HIGH STREET, DUMFRIES (p. [319]).
Annandale is the second division of Dumfries. ANNAN means in Celtic “quiet water”; perhaps that river was called so in fear, to propitiate the water-sprite, as malignant fairies were dubbed “the good people” to ward off their anger. Allan Cunningham lauds it as the “Silver Annan,” but none the less he has some hard words for it:—
“The cushat, hark, a tale of woe
Is to its true love telling;
And Annan stream in drowning wrath
Is through the greenwood swelling.”
And the old ballad of “Annan Water” calls it a “drumlie river,” and tells a most melancholious tale of a lover and his steed drowned whilst attempting to cross it to keep tryst with his love, Annie, who, we are assured, was “wondrous bonny.” The last verse warns the river that a bridge will presently be thrown over, that “ye nae mair true love may sever”: the prosaic purposes of transit to kirk or market being, of course, quite unworthy of a minstrel’s mention. Well! Annan has its moods—quiet and gentle in the pleasant summer days, given to violent outbursts in time of spate.

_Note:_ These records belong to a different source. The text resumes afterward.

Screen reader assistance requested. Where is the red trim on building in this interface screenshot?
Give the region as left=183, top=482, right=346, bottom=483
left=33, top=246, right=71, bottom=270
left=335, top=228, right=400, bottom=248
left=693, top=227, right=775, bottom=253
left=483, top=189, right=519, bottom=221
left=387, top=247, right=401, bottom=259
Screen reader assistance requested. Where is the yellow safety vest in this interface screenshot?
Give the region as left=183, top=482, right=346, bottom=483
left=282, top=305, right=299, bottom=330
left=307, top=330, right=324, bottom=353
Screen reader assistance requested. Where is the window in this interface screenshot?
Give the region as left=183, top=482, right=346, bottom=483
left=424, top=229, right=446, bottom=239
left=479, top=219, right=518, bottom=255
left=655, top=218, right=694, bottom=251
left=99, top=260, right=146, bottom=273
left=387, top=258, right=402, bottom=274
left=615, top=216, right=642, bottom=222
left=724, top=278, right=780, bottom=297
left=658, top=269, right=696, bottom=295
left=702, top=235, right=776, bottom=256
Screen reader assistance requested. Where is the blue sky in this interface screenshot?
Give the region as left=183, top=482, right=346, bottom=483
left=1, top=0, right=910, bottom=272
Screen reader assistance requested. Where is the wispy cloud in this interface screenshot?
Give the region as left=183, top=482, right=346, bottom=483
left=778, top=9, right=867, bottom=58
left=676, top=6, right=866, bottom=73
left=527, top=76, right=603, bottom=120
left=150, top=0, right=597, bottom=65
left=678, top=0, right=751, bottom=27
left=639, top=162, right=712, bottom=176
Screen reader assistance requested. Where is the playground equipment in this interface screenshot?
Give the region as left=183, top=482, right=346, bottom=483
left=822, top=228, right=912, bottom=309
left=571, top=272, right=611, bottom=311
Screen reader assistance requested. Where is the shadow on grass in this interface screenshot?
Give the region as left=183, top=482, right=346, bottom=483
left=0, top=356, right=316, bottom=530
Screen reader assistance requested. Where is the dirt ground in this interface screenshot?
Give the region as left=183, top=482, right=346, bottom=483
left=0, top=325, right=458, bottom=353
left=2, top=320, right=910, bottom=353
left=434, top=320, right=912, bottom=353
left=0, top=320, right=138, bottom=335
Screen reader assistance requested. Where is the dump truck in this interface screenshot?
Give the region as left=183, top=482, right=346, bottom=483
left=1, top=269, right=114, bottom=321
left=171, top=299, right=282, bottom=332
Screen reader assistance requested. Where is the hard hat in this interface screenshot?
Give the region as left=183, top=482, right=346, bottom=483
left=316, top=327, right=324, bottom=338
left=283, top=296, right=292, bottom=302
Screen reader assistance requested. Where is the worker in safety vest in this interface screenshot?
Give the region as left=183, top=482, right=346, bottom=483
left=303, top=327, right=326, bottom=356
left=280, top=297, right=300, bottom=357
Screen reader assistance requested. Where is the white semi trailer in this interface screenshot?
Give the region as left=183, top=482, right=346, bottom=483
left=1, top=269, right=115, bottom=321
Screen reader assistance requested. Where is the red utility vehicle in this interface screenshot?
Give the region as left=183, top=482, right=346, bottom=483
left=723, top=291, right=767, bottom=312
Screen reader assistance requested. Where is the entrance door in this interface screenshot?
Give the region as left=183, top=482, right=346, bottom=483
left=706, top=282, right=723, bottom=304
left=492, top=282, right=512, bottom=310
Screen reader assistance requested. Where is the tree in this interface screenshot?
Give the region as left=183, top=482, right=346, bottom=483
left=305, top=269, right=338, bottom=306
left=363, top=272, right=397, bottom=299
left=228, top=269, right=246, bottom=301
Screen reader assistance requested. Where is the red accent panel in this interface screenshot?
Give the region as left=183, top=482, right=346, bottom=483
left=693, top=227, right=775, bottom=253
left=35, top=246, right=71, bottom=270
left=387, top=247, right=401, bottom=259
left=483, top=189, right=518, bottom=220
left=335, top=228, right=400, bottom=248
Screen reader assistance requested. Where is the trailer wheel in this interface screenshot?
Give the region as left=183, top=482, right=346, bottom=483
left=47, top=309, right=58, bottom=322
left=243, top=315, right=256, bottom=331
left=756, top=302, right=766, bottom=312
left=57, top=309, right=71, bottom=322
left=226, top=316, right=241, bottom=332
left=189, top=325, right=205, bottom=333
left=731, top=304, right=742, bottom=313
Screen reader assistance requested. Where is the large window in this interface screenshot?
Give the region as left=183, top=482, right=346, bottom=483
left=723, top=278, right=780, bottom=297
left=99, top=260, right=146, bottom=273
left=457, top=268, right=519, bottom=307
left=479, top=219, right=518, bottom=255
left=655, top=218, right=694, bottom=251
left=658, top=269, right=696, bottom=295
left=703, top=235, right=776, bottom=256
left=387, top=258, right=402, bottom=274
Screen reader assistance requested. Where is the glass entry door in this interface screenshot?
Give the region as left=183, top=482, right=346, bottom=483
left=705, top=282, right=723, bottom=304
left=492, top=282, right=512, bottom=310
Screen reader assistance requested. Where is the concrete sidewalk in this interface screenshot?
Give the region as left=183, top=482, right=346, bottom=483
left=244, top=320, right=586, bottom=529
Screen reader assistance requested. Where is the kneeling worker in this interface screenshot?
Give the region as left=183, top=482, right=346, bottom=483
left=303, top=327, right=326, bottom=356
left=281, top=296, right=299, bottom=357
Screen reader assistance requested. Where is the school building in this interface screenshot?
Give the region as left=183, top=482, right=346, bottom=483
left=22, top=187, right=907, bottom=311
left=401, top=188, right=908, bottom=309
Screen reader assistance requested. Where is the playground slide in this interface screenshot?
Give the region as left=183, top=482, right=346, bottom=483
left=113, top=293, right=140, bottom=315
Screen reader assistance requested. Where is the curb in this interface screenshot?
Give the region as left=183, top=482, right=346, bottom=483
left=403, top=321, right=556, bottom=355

Annandale was the home of Bruce, and the great Robert is supposed to have been born at Lochmaben, which, situated on seven lochs, is a sort of Caledonian Venice. Bruce, not unmindful of the place of his nativity, is famed to have created it a royal burgh soon after his sword won him the crown. This did not prevent the citizens from treating through many generations his ancestral castle as a common quarry, and nothing is now left but a shapeless mass of stones. According to old Bellenden, in his translation of Boace (1536), the people of former times were a terrible lot; the women worst of all! “The wyvis usit to slay thair husbandis, quhen they wer found cowartis, or discomfit be thair ennymes, to give occasion to otheris to be more bald and hardy quhen danger occurrit.” “To learn them for their tricks,” as Burns might have remarked. Annandale’s most famous modern son was Thomas Carlyle, who, as everybody knows, was born at Ecclefechan in 1795, and was buried there at the end of his long career on a “cloudy, sleety day” early in 1881. Ecclefechan is on the Main Water, a tributary of the Annan; you will find it described in “Sartor Resartus” as Entepfuhl. Many spots around are connected with his life or works. Hoddam Kirk, his parish church, he pointed out to Emerson in a remarkable talk as an illustration of the connection of historical events. His once bosom friend, Edward Irving, was born in the town of Annan, of which Carlyle had his own memories, for here he went to school, first to learn, afterwards to teach. Craigenputtock, where he lived for six years, is in Nithsdale, the third division of Dumfries, to which we now turn.